Business Ownership
Understanding Types of Business Ownership
- A business is any activity that provides goods or services to consumers for the purpose of generating profit.
- The term business ownership refers to the type of structure a business is legally established as, which can influence how profits are distributed, how decisions are made, and several other aspects.
- There are several types of business ownership including: sole traders, partnerships, limited companies and franchises.
Sole Traders
- A sole trader is a type of business ownership where a single individual owns and runs the business.
- This individual has unlimited liability, meaning they are personally responsible for any business debts.
- Sole traders usually have full control of the business and keep all of the profits after tax.
Partnerships
- A partnership involves two or more individuals jointly running a business for profit.
- Partners share both the profits and the liability for any business debts.
- There’s a need for trust and good communication as each partner can be held responsible for the actions of the others.
Limited Companies
- A limited company is owned by shareholders and run by directors.
- There are two types – private limited companies (Ltd) and public limited companies (plc).
- Shareholders have limited liability, their personal assets are protected, they’re only responsible for the initial investment in the business.
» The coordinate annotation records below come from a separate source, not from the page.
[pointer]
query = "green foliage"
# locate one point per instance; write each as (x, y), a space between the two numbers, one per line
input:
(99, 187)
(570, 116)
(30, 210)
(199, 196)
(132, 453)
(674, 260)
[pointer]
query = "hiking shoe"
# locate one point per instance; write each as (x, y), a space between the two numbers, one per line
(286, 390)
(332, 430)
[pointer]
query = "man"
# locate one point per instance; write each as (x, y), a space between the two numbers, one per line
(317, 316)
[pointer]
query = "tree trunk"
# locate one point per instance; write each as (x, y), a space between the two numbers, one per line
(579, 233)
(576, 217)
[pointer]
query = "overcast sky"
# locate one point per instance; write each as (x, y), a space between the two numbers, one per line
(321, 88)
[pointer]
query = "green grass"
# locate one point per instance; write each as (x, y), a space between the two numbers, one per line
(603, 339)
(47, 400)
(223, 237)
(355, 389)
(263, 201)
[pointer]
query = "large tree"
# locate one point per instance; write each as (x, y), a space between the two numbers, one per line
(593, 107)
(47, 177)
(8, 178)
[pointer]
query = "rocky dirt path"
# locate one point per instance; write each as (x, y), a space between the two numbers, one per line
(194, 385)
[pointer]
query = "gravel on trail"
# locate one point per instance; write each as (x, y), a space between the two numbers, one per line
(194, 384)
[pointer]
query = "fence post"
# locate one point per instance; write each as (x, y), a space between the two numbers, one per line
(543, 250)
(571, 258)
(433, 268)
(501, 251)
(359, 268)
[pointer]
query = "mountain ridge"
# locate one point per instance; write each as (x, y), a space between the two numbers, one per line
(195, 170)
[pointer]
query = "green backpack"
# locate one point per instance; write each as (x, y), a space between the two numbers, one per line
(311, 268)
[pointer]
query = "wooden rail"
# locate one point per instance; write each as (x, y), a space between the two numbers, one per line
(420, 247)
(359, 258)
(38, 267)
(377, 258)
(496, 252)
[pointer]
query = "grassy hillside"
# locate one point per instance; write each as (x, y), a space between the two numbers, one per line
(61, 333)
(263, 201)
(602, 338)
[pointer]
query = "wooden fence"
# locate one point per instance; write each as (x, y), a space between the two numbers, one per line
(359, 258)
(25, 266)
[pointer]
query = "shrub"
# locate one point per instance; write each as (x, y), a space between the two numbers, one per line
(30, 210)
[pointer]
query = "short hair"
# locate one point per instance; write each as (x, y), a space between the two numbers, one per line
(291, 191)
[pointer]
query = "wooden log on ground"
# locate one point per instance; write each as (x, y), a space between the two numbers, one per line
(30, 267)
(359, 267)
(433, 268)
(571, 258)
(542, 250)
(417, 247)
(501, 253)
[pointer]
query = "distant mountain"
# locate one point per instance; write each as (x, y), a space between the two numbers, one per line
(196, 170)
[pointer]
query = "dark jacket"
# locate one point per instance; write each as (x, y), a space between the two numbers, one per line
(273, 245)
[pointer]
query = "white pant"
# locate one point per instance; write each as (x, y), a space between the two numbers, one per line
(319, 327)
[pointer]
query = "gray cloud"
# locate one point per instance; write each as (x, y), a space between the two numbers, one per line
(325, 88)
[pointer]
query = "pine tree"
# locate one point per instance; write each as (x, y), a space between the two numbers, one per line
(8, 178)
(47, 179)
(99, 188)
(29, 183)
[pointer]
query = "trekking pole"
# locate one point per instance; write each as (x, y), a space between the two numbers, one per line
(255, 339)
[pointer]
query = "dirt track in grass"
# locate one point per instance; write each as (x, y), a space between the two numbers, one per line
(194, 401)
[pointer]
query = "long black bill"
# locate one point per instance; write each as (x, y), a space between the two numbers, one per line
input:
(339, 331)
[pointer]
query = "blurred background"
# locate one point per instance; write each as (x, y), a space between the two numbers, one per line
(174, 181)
- Such businesses often have access to greater financial resources, but regulation and compliance can be complex and demanding.
Franchises
- A franchise allows an individual to start their own business using the name, logo and operating methods of an already established company.
- Franchisees pay fees or a percentage of their profits to the franchisor, but in return receive support, advertising, and often training.
- This model has the advantage of operating under a recognised brand, but there’s less freedom in decision making than other forms of ownership.
Changes in Business Ownership
- Over time, businesses may change ownership for various reasons such as growth, investment needs, or for the purpose of risk spreading.
- For instance, a sole trader might choose to become a partnership or a limited company to increase resources or limit liability.
- It’s essential to understand the implications of each business type and seek advice before making significant changes to the structure.
Implications of Business Ownership
- Each type of business ownership has different legal and financial implications.
- The decisions made, the profits obtained, and the risks assumed vary greatly with each structure.
- It’s crucial for business owners to be aware of these factors when starting and running a business.